El obispo castrense de la Argentina, monseñor Santiago Olivera, ordenó sacerdote al diácono Darío Joaquín Verón en una ceremonia que tuvo lugar en la mañana del sábado 21 de noviembre, en la parroquia Nuestra Señora del Loreto de la ciudad de Ituzaningó, Corrientes.

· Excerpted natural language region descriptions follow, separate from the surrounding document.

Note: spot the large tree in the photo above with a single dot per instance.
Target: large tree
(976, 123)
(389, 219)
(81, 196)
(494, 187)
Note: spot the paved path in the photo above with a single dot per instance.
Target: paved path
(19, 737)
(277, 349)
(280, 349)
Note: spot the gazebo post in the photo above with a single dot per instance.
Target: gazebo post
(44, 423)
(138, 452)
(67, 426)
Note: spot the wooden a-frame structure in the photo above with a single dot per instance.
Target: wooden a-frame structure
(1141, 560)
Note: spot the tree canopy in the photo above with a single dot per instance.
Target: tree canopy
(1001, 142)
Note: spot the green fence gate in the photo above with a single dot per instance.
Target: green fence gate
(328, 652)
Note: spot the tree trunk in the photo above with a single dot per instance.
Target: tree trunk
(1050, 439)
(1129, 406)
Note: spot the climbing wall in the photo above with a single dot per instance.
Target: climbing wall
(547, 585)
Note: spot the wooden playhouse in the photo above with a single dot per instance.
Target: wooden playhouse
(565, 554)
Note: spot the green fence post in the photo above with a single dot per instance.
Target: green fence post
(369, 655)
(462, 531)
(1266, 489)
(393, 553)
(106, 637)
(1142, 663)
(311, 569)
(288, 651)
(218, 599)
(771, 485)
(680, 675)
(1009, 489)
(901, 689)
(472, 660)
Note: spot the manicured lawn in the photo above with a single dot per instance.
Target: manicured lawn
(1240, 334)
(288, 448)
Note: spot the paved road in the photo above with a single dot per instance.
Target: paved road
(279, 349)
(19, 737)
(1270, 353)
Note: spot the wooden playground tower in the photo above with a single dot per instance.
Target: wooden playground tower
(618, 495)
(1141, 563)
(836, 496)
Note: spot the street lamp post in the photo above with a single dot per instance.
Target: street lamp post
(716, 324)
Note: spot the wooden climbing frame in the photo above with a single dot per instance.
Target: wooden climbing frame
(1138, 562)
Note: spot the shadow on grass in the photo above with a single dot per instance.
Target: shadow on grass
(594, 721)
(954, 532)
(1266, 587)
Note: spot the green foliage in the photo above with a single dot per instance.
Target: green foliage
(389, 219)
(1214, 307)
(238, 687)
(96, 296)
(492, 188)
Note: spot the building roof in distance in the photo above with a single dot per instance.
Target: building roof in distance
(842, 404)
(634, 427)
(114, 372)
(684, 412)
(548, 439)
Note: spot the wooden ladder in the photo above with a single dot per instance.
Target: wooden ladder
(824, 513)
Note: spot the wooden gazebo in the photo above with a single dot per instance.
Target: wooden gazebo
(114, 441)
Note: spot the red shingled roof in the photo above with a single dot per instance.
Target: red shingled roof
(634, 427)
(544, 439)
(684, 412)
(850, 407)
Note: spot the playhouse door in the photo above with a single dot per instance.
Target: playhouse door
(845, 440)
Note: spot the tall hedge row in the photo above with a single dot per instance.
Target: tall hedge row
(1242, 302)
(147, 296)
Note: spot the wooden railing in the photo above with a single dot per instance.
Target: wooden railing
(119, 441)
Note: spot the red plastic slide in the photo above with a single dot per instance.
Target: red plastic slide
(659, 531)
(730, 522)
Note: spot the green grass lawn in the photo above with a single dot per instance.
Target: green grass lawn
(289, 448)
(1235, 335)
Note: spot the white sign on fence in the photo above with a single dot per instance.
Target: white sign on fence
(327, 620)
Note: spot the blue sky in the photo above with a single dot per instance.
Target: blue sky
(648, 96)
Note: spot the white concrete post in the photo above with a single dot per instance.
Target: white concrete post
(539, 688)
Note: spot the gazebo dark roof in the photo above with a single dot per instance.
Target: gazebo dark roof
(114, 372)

Presidió la misa el obispo castrense y concelebraron el obispo de Santo Tomé, monseñor Gustavo Alejandro Montini, el vicario general de Santo Tomé, monseñor Gustavo Acuña, los capellanes mayores de la Fuerza Aérea Argentina, presbítero César Tauro, Gendarmería Nacional Argentina, presbítero Jorge Massut, Prefectura Naval Argentina (PNA), presbítero Diego Tibaldo; el rector de la Catedral Castrense, presbítero Diego Pereyra; y los capellanes castrenses, presbíteros Daniel Díaz Ramos, Padre Guillermo Conti, Pedro Ferrari, Epifanio Barrios, Jorge Noguera, Roque Franco, Marcelo Szyszkowsky, Andrés Rojas; y los presbíteros Nahuel Esmoris y Leonardo Barrios de la diócesis de Santo Tomé.

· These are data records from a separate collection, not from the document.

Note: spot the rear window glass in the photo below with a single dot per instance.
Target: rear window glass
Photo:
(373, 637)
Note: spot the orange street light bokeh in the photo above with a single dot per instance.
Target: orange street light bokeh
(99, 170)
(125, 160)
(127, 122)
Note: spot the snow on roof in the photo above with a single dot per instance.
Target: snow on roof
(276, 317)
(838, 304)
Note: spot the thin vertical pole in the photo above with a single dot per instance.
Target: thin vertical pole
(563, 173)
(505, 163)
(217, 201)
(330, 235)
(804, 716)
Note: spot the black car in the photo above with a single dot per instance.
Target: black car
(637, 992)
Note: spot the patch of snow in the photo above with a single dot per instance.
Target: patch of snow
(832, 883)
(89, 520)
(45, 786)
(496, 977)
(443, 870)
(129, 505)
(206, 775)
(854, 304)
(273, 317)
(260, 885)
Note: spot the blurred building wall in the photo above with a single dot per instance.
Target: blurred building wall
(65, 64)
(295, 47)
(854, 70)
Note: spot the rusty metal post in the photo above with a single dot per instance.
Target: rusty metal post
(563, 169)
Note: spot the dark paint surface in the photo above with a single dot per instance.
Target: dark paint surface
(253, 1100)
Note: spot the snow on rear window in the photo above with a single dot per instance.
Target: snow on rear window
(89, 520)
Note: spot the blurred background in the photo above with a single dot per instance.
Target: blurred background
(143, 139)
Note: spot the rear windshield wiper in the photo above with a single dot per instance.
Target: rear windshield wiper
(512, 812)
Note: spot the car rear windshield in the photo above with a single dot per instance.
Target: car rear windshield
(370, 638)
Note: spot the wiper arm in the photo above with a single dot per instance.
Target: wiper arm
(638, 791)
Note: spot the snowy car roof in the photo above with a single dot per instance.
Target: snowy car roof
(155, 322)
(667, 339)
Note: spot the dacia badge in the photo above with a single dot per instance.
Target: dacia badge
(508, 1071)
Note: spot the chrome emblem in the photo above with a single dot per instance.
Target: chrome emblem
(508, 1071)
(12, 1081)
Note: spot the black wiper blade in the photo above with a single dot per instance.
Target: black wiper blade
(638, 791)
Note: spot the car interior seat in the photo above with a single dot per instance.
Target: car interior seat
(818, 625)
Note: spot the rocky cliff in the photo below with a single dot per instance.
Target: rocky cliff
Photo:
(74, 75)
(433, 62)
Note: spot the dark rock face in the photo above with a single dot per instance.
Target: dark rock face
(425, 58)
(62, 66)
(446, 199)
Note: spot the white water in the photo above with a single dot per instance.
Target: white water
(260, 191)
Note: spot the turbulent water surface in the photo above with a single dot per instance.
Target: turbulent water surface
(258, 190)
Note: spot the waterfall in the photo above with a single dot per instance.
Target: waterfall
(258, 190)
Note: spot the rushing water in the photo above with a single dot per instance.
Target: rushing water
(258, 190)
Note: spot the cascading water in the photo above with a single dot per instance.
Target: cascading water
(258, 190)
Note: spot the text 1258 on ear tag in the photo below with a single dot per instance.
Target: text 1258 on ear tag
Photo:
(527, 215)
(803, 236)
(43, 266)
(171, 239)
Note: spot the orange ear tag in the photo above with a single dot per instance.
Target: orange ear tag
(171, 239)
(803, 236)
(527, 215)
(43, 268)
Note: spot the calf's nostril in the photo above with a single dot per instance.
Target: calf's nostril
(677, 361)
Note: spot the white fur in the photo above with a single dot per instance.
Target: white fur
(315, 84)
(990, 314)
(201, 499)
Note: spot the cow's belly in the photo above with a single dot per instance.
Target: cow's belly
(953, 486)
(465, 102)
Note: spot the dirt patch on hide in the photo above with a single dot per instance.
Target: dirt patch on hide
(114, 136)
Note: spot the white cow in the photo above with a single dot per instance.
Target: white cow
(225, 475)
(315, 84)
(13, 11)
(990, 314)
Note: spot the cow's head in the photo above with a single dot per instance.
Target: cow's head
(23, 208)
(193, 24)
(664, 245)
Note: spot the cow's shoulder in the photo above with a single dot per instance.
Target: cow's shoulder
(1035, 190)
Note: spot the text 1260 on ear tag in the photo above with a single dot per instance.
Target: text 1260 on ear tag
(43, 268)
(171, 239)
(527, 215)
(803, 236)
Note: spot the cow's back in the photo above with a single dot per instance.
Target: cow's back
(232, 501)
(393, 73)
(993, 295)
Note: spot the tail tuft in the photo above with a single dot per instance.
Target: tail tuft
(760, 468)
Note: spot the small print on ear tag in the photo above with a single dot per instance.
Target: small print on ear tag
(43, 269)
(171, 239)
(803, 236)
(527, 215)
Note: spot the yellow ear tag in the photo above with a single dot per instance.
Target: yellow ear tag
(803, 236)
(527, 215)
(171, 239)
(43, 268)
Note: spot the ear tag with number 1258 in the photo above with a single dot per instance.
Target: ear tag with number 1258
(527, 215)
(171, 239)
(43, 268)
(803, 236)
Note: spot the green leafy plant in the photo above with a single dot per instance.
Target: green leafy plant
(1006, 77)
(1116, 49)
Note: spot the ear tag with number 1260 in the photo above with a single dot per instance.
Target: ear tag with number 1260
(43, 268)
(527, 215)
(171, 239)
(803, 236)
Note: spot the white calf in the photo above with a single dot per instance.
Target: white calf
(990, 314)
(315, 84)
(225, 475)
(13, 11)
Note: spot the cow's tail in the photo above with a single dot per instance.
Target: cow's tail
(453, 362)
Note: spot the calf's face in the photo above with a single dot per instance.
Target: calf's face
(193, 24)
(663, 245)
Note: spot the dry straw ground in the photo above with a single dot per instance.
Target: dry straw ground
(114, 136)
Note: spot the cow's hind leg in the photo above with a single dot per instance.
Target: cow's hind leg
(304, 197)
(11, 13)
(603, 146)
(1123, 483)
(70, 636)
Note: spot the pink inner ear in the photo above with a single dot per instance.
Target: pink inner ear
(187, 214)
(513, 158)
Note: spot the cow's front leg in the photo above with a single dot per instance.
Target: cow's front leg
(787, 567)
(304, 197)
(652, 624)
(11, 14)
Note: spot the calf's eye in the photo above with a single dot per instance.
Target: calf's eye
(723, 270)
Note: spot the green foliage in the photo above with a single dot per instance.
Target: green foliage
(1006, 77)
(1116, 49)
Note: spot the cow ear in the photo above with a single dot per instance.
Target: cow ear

Asimismo, estuvieron presentes, el Jefe Región Norte de PNA, Prefecto General, Osvaldo Daporta, el intendente de Ituzaingó, Corrientes, Eduardo Bruna, integrantes de Prefectura Naval Argentina (PNA), Gendarmería Nacional Argentina (GNA). Acompañaron, familiares y amigos de Darío Verón y fieles de la zona. Los fieles diocesanos siguieron en vivo la transmisión de la celebración a través de las redes sociales.

En su homilía, monseñor Olivera expresó: “Hoy es un día de mucha alegría para la Iglesia, y sin duda particularmente para la Iglesia diocesana castrense, porque un hijo suyo, y un hijo de esta ciudad, Darío, será ordenado sacerdote para siempre. Para un obispo y en esto sé que me repito y no me cansa hacerlo, la ordenación de un sacerdote significa un gozo muy grande, que renueva en la fe y en la esperanza. Es dar al pueblo que se me ha encomendado pastores para que los sirvan según el corazón de Jesús. Es prolongar mi vida y ministerio por medio de los ministros consagrados, en este caso es prolongar mi ministerio por medio del padre Darío”.

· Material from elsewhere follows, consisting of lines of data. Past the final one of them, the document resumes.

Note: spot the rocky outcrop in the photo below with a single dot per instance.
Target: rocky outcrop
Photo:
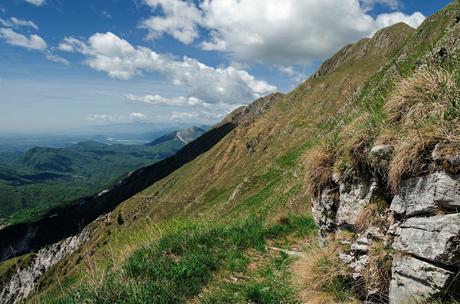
(436, 238)
(354, 197)
(428, 194)
(23, 283)
(415, 280)
(421, 233)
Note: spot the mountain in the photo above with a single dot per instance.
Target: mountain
(183, 136)
(34, 181)
(369, 143)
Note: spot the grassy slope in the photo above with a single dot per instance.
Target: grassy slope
(33, 182)
(230, 184)
(255, 170)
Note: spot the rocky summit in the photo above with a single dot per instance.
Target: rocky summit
(344, 190)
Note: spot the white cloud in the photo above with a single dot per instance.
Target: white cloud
(180, 20)
(160, 100)
(36, 2)
(116, 118)
(102, 117)
(136, 116)
(413, 20)
(368, 5)
(57, 59)
(273, 31)
(197, 116)
(15, 22)
(291, 72)
(31, 42)
(20, 22)
(119, 59)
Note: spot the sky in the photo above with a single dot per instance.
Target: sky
(71, 64)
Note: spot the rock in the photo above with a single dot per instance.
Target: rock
(435, 238)
(24, 281)
(414, 280)
(447, 155)
(381, 151)
(353, 198)
(428, 194)
(323, 210)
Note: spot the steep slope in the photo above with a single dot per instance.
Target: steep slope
(256, 168)
(42, 178)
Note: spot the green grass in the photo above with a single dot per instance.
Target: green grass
(178, 266)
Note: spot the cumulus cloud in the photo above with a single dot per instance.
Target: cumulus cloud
(196, 116)
(160, 100)
(102, 117)
(117, 118)
(273, 31)
(368, 5)
(180, 20)
(36, 2)
(291, 72)
(136, 116)
(108, 53)
(31, 42)
(56, 58)
(413, 20)
(15, 22)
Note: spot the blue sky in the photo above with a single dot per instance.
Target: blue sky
(70, 64)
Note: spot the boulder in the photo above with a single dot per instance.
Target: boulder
(415, 280)
(428, 195)
(381, 151)
(353, 198)
(434, 238)
(323, 209)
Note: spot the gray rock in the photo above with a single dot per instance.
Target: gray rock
(381, 151)
(428, 194)
(435, 238)
(414, 280)
(24, 281)
(323, 210)
(353, 198)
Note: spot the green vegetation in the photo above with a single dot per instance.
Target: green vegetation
(177, 266)
(35, 181)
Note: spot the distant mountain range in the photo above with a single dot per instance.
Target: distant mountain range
(43, 177)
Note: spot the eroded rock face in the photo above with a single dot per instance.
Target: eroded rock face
(422, 233)
(353, 198)
(428, 194)
(434, 238)
(414, 280)
(324, 210)
(23, 282)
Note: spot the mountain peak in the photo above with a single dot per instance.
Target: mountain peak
(384, 42)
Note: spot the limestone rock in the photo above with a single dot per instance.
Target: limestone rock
(24, 281)
(428, 194)
(353, 198)
(381, 151)
(323, 210)
(435, 238)
(413, 280)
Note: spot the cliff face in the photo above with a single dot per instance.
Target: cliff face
(390, 182)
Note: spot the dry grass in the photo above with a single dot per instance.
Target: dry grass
(321, 278)
(427, 93)
(319, 163)
(373, 215)
(424, 109)
(411, 157)
(377, 275)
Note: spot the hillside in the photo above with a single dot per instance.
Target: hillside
(34, 181)
(234, 224)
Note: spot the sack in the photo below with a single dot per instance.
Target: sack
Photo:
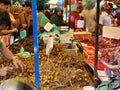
(114, 83)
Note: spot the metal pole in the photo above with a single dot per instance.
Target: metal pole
(35, 37)
(96, 38)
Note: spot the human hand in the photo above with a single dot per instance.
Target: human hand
(18, 63)
(5, 71)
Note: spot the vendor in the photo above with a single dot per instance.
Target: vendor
(112, 65)
(5, 28)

Más adelante, se dirigió al neopresbítero y le dijo: “Estoy seguro de que lo has rezado y que en tu camino de formación lo has trabajado, pero es bueno tener presente y compartir con todos que este sacerdocio, este ministerio que recibís no es un don meramente personal, sino que recibís el sacerdocio para los demás. Para apacentar, guiar, para conducir”.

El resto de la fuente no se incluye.